Just as the actual number of cyberbullying victims is a bit fuzzy, so is its likely impact. Research shows that the impact of cyber or physical bullying on a young person can range from very mild to very severe, with far more children reporting relatively minor consequences than those reporting severe reactions.

Conference presenter and suicide expert Nancy Buyle cautioned attendees to avoid claiming that bullying leads to suicide. While there is some correlation between bullying and suicidal thoughts, there is no evidence that it has a significant effect on the youth suicide rate, despite news stories that make the connection. There are some relatively rare cases of young people taking their own lives after a bullying incident but there are many more cases where that doesn’t happen and many other factors, including mental health, that can lead a young person to make that tragic decision. Buyle stressed that media reports that sensationalize the tenuous and often unproven connection between cases of cyberbullying and suicide can worsen the problem of suicide contagion. This echoes the American Foundation for Suicide Prevention, whose Recommendations for Reporting on Suicides ( starts out with “More than 50 research studies worldwide have found that certain types of news coverage can increase the likelihood of suicide in vulnerable individuals.”
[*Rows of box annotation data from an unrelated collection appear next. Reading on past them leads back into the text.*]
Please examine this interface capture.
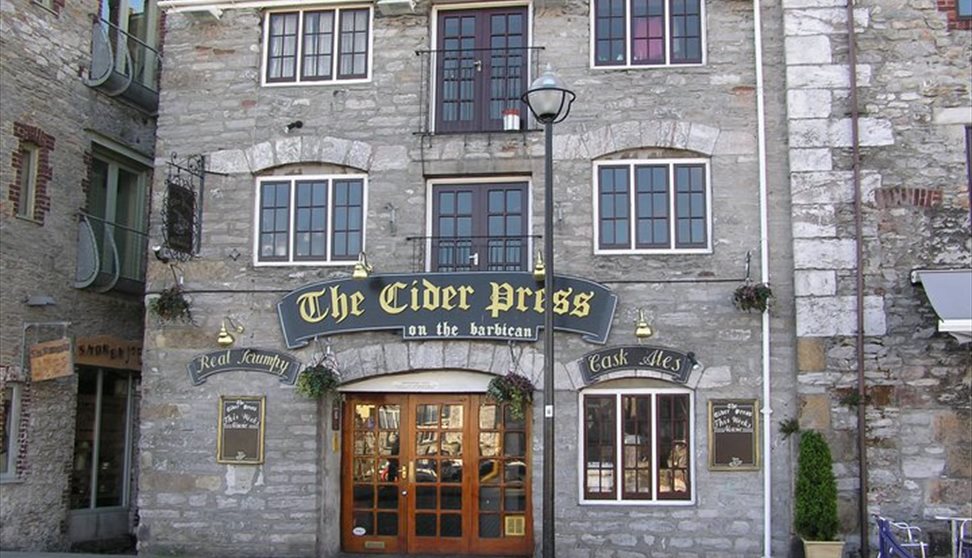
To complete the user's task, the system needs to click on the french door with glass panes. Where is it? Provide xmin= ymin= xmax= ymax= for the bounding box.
xmin=429 ymin=182 xmax=531 ymax=271
xmin=341 ymin=394 xmax=533 ymax=556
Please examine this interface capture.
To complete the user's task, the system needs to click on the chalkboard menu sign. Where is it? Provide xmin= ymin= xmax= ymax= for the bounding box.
xmin=216 ymin=395 xmax=266 ymax=465
xmin=709 ymin=399 xmax=759 ymax=471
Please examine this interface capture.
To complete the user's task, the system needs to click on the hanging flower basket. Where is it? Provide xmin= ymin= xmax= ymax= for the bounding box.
xmin=732 ymin=281 xmax=773 ymax=312
xmin=149 ymin=285 xmax=192 ymax=323
xmin=486 ymin=372 xmax=536 ymax=419
xmin=296 ymin=363 xmax=341 ymax=399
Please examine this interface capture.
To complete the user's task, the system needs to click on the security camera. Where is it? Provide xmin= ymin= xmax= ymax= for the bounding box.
xmin=152 ymin=244 xmax=169 ymax=263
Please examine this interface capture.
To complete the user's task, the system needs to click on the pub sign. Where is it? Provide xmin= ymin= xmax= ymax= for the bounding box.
xmin=277 ymin=272 xmax=618 ymax=349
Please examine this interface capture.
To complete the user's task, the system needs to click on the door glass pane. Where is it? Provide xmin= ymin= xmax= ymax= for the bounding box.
xmin=96 ymin=370 xmax=129 ymax=508
xmin=415 ymin=513 xmax=435 ymax=537
xmin=440 ymin=513 xmax=462 ymax=537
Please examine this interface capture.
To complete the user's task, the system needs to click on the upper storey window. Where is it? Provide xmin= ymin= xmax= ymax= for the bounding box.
xmin=256 ymin=175 xmax=366 ymax=265
xmin=263 ymin=8 xmax=372 ymax=85
xmin=591 ymin=0 xmax=704 ymax=68
xmin=594 ymin=159 xmax=711 ymax=254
Larry’s 1-minute CBS News Tech Talk segment on IBPA conference

I was fascinated by the panel titled “Bias-Based Bullying and Cyberbullying Since 2014,” given all the anecdotal reports of bullying and harassment before and after the 2016 election as well as recent hate-related events such as the neo-Nazi march in Charlottesville. Englander and her colleagues from the Massachusetts Aggression Reduction Center, Meghan McCoy and Alex Trahnstrom, showed data suggesting that “bias-based incidents seem to be increasing in the U.S.,” just as bullying incidences not associated with bias are decreasing. The researchers didn’t pin this observation on any people or events, and it’s important to point out that correlation doesn’t equal causation, but their data tracks with an unscientific yet interesting survey report from the Southern Poverty Law Center called “The Trump Effect: The Impact of The 2016 Presidential Election on Our Nation’s Schools,” which found that “Ninety percent of educators report that school climate has been negatively affected,” based on an online survey of more than 10,000 educators. That survey also found that eight in 10 educators “report heightened anxiety on the part of marginalized students, including immigrants, Muslims, African Americans and LGBT students.” The report cautions that its results “are not scientific,” and that “those who responded may have been more likely to perceive problems than those who did not.”
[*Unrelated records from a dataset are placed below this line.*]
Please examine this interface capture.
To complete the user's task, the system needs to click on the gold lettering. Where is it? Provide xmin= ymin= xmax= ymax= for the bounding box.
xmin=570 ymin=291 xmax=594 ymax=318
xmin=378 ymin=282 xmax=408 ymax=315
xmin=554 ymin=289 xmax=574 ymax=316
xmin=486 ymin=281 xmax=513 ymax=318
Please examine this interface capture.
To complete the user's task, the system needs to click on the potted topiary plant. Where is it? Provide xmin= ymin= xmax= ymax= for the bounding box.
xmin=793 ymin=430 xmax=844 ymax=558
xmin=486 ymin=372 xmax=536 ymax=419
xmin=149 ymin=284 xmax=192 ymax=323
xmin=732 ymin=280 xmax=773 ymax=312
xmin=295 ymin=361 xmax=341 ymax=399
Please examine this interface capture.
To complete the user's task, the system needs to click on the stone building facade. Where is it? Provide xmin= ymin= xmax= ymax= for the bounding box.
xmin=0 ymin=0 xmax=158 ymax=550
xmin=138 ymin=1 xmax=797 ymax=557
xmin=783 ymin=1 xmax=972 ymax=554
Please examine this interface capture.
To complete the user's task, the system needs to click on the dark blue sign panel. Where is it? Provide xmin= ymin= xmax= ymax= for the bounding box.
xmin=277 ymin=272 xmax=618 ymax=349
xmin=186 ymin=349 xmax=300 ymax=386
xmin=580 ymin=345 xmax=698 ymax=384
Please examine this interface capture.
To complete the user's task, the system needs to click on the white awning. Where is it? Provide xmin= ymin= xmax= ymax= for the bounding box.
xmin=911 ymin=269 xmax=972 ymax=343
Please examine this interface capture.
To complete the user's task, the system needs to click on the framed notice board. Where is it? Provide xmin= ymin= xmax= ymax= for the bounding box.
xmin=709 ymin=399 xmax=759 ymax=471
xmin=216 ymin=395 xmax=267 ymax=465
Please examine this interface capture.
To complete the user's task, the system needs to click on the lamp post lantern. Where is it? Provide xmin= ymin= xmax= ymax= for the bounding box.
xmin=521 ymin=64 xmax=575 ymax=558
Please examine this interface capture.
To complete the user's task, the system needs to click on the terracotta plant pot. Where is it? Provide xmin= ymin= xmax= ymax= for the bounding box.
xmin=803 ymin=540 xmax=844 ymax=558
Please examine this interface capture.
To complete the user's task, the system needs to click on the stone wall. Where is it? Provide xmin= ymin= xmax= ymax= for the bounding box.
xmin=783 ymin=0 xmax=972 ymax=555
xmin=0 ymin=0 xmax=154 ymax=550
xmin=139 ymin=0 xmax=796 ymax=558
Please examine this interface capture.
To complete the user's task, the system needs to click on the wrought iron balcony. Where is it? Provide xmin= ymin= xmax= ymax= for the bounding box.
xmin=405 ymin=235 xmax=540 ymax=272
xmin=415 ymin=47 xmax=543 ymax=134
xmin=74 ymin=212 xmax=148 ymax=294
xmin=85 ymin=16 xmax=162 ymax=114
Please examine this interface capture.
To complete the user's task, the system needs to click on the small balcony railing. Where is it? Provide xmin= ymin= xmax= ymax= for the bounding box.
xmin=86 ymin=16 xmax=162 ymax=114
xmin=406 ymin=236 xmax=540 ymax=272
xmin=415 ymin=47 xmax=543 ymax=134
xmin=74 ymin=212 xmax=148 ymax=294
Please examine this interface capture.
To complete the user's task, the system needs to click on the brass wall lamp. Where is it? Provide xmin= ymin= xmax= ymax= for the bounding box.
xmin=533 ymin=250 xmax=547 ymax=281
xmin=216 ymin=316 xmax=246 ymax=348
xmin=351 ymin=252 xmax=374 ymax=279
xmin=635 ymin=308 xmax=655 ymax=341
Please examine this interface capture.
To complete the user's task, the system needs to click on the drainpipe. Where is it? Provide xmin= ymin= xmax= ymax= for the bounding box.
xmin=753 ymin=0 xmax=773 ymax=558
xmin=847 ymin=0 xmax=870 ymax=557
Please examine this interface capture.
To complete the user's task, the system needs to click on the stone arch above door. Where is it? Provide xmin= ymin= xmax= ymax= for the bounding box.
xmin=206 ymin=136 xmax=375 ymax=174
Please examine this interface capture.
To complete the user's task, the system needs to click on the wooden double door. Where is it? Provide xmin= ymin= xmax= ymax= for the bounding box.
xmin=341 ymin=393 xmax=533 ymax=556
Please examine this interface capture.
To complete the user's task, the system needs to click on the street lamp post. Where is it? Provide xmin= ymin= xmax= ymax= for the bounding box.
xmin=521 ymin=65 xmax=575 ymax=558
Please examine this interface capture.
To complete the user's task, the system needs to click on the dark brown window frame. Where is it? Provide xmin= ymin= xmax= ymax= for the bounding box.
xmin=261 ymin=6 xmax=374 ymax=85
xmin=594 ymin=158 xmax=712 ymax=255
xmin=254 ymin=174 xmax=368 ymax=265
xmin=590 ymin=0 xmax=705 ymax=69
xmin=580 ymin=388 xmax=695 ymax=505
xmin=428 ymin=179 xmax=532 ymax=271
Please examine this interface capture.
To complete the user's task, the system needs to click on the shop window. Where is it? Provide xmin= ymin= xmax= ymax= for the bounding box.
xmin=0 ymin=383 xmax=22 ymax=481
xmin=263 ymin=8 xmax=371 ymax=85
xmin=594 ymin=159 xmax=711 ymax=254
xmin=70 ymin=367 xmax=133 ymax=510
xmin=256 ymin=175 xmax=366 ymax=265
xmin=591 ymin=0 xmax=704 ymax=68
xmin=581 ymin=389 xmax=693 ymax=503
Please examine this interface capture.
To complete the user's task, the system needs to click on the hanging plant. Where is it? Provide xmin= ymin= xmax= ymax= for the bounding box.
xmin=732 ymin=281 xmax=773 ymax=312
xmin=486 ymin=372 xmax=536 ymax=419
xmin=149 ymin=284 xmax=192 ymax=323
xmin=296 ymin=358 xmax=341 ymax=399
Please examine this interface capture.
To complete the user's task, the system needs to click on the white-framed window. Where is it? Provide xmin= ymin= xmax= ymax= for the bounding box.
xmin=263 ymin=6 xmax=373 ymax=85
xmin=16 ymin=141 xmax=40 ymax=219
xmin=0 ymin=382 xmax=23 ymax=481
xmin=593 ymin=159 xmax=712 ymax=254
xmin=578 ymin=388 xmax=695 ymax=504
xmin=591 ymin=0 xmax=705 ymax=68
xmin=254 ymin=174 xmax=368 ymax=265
I’m hoping to see some scientific research to confirm or refute any connection between recent national events and youth bullying, but my takeaway from the conference is that “climate” matters, and by climate, I mean storms of discontent and divisiveness that affect us all. I also learned that bullying, including cyberbullying overall, is not rising to epidemic proportions,  but continues to remain a serious problem, especially for marginalized groups and others whose “difference” makes them targets.